PART 2: THE WARTIME SECRETS OF TRINIDAD & TOBAGO
THE AMERICAN PLAN AROUND VENEZUELA

By Pearce Robinson

Most people know the U.S. built bases here during World War II.
What almost nobody knows is why the United States moved so aggressively into Trinidad & Tobago and what their long-term plan was for the region.

Here’s the part that was never taught:

1. The U.S. didn’t just want bases, they wanted a defensive circle around Venezuela.

Washington believed that if Germany ever gained control of Venezuela’s oil or coastline, the entire Caribbean and U.S. mainland could be threatened.
So Trinidad became the anchor point of a “ring of bases” stretching from Chaguaramas all the way up the chain.

This was not public knowledge at the time.

2. British intelligence ran quiet operations out of Port of Spain.

MI5 and British Naval Intelligence used Trinidad as a signal interception post, monitoring ships, coded messages, and suspected pro-Axis activity across the Caribbean.

Small, quiet offices in Port of Spain handled intelligence that fed straight into London and Washington.

3. German spies tried to infiltrate the Caribbean.

British intelligence uncovered attempts by German agents to use neutral ships and sympathetic business contacts in the region to move information, fuel, and materials.

Some of these spy cases were investigated through Trinidad.

4. Chaguaramas was supposed to be the U.S. Navy’s “Pearl Harbor of the Caribbean.”

The original U.S. military blueprint shows that Chaguaramas was intended to become a full naval city, complete with aircraft hangars, submarine facilities, floating dry docks, and anti-aircraft defenses.

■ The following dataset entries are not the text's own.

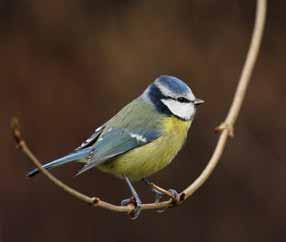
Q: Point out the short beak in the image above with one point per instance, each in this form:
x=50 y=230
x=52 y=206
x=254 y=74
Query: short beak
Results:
x=198 y=101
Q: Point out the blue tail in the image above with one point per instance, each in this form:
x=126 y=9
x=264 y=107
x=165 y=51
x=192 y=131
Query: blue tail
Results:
x=63 y=160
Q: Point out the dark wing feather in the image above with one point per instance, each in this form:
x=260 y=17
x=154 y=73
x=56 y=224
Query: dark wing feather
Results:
x=92 y=139
x=117 y=141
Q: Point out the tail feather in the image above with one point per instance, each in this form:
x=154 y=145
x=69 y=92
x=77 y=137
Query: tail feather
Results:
x=63 y=160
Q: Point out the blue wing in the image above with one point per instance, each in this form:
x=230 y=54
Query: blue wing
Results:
x=83 y=151
x=116 y=141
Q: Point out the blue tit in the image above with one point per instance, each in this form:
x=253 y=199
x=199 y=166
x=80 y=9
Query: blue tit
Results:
x=142 y=138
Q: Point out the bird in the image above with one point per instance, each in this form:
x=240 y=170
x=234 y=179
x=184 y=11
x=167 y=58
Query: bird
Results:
x=141 y=139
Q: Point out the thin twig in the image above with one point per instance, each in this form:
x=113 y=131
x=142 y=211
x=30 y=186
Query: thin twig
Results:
x=226 y=129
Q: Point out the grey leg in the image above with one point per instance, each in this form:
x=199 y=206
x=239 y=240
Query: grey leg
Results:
x=135 y=199
x=159 y=194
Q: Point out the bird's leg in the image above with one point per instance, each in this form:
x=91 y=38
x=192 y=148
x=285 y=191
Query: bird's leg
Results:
x=135 y=199
x=160 y=192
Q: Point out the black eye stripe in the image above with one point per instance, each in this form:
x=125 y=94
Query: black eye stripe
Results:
x=179 y=99
x=183 y=100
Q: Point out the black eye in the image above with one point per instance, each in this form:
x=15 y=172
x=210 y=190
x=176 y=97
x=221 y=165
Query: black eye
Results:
x=183 y=100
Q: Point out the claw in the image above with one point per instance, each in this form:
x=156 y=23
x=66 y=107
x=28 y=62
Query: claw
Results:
x=175 y=195
x=137 y=204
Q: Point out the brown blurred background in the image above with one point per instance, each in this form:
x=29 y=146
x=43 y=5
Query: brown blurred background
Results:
x=67 y=66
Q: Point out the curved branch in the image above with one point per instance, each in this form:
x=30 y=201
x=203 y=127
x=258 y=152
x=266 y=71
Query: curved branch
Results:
x=226 y=129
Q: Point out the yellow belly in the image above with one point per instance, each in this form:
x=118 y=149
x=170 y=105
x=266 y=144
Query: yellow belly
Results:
x=148 y=159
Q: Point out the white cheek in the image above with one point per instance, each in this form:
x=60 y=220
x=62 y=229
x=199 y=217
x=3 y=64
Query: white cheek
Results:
x=183 y=110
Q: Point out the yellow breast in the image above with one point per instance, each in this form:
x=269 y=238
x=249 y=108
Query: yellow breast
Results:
x=148 y=159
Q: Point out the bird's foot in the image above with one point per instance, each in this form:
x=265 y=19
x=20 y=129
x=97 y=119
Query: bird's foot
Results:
x=174 y=195
x=137 y=206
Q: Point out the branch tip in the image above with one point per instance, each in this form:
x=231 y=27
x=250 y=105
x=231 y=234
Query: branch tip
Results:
x=226 y=126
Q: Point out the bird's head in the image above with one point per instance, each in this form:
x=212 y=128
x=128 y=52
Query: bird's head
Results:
x=172 y=96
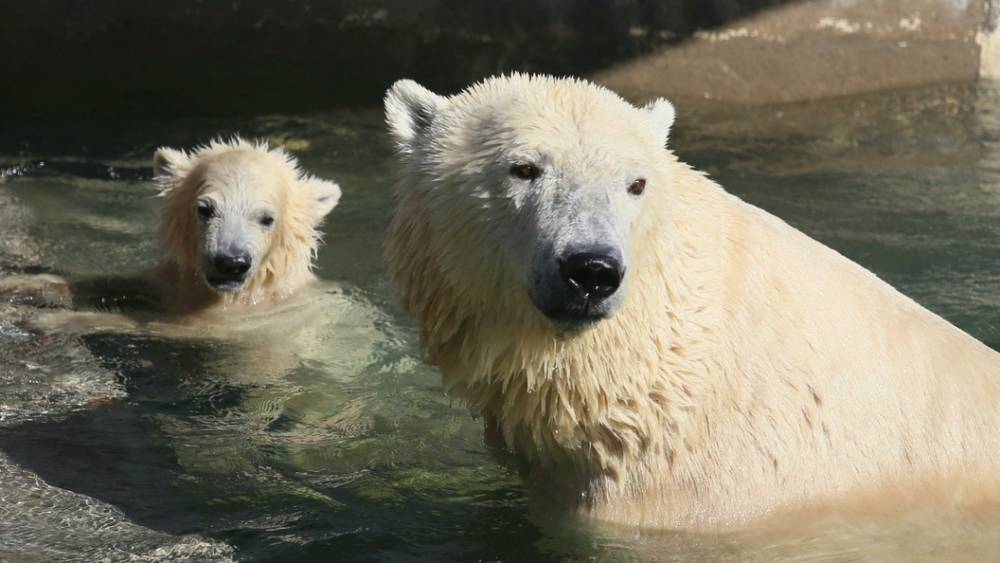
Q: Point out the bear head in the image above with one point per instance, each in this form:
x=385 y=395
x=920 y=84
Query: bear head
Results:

Only a fraction of the plan was ever completed, but even that small fraction changed the island forever.

5. War transformed Trinidad’s population.

Tens of thousands of American soldiers passed through.
Communities shifted.
New roads were built.
New cultures mixed.
A new economy took shape.

The country you live in today still carries the imprint of those wartime years.